Yapıtta sesin büyük bir rolü var. Adeta başka bir karakter olduğunu söyleyebiliriz. Müzik üzerinde çalışan birkaç bestecimiz oldu. Luke Bergstedt ve Tyler Agnew ayrı anlarda çalıştılar ve çok güçlü bir ses manzarası yarattılar; bazen sahnede olup bitenlerle beraber, bazen ise ona karşı çalıştılar. Ayrıca birçok sevdiğimiz kişiden, sevgili dostlarımızdan ve aile bireylerimizden, aşkın ne olduğunu konuştukları ses kayıtları ile katkıda bulunmalarını istedik. Yapıtta dil geleneksel anlamda kullanılmadığı için bu kayıtlar, bize aşka dair farklı bir bakış açısı kazandıran nazik bir anlatım sağlıyorlar. Bu yapıt, romantik bir ilişki yaşayan herkesle, sadece bir erkek ve bir kadın değil aşık olan herkesle bağdaştırılabilir.

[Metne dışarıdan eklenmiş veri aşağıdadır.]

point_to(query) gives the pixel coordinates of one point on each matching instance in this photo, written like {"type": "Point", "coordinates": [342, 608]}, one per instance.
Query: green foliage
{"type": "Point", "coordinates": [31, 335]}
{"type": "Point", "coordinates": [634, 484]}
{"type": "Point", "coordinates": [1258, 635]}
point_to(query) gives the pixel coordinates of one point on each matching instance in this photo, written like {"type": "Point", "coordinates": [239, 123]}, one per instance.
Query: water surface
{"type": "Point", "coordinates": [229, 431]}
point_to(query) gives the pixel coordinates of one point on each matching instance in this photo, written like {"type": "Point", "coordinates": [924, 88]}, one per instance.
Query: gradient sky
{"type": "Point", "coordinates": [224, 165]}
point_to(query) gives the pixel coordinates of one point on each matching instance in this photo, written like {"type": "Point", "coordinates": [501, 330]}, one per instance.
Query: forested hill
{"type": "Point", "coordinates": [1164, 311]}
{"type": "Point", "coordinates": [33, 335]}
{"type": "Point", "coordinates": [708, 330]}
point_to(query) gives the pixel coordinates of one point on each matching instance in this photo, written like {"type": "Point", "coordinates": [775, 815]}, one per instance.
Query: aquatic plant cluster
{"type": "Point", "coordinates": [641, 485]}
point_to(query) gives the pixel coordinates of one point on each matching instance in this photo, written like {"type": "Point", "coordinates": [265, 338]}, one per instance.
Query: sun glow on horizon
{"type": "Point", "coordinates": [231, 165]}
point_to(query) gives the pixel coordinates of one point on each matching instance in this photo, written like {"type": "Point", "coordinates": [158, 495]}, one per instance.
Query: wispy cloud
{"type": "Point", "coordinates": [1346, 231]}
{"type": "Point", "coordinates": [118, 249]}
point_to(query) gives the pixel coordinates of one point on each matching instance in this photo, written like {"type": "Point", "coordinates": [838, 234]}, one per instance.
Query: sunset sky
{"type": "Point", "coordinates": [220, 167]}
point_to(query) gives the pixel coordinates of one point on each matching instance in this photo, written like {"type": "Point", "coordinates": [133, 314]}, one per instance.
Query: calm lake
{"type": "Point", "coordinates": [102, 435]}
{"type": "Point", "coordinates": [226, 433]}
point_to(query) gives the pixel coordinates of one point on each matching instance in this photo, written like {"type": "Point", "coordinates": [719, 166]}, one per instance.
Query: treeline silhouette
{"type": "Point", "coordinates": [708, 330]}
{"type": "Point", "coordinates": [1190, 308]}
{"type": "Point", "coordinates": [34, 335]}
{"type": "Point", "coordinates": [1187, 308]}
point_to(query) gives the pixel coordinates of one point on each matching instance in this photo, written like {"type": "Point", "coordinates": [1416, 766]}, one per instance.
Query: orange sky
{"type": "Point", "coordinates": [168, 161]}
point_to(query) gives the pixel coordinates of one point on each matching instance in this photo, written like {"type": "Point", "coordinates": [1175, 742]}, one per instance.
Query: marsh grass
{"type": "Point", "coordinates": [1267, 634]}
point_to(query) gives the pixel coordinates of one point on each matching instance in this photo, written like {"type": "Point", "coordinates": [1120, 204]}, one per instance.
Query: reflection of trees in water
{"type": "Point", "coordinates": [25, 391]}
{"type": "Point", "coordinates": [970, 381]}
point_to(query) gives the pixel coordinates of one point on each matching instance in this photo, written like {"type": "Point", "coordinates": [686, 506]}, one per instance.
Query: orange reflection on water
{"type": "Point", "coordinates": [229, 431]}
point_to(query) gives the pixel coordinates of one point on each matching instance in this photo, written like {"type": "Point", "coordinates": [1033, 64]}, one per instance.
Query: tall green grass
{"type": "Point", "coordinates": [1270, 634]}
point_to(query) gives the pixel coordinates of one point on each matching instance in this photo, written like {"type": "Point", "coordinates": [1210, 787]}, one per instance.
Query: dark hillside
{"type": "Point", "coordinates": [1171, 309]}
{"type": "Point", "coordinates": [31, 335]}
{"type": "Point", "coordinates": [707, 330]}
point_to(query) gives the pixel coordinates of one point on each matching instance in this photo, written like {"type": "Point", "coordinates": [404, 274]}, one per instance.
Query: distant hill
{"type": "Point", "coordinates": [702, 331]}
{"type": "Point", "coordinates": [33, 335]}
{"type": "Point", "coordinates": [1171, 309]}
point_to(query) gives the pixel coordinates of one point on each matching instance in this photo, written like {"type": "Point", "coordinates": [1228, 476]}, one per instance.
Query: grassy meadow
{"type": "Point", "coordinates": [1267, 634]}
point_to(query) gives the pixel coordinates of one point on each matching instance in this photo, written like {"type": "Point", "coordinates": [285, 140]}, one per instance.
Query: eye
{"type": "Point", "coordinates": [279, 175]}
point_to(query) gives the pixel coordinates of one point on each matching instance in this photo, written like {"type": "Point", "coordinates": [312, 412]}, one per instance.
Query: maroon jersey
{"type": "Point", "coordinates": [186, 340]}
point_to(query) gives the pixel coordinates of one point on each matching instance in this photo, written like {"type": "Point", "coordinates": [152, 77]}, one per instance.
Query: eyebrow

My Favorite Person'ı tek bir cümleyle tanımlamak zorunda olsanız, bu cümle ne olurdu?


Bence Tana Sirois bunu en iyi şekilde ifade etti: “Bu parça şu soruyu soruyor: Romantik bir ilişkide, en sevdiğiniz kişi tarafından koşulsuz sevilmek için kendinizden ne kadar vazgeçmeniz gerekir?”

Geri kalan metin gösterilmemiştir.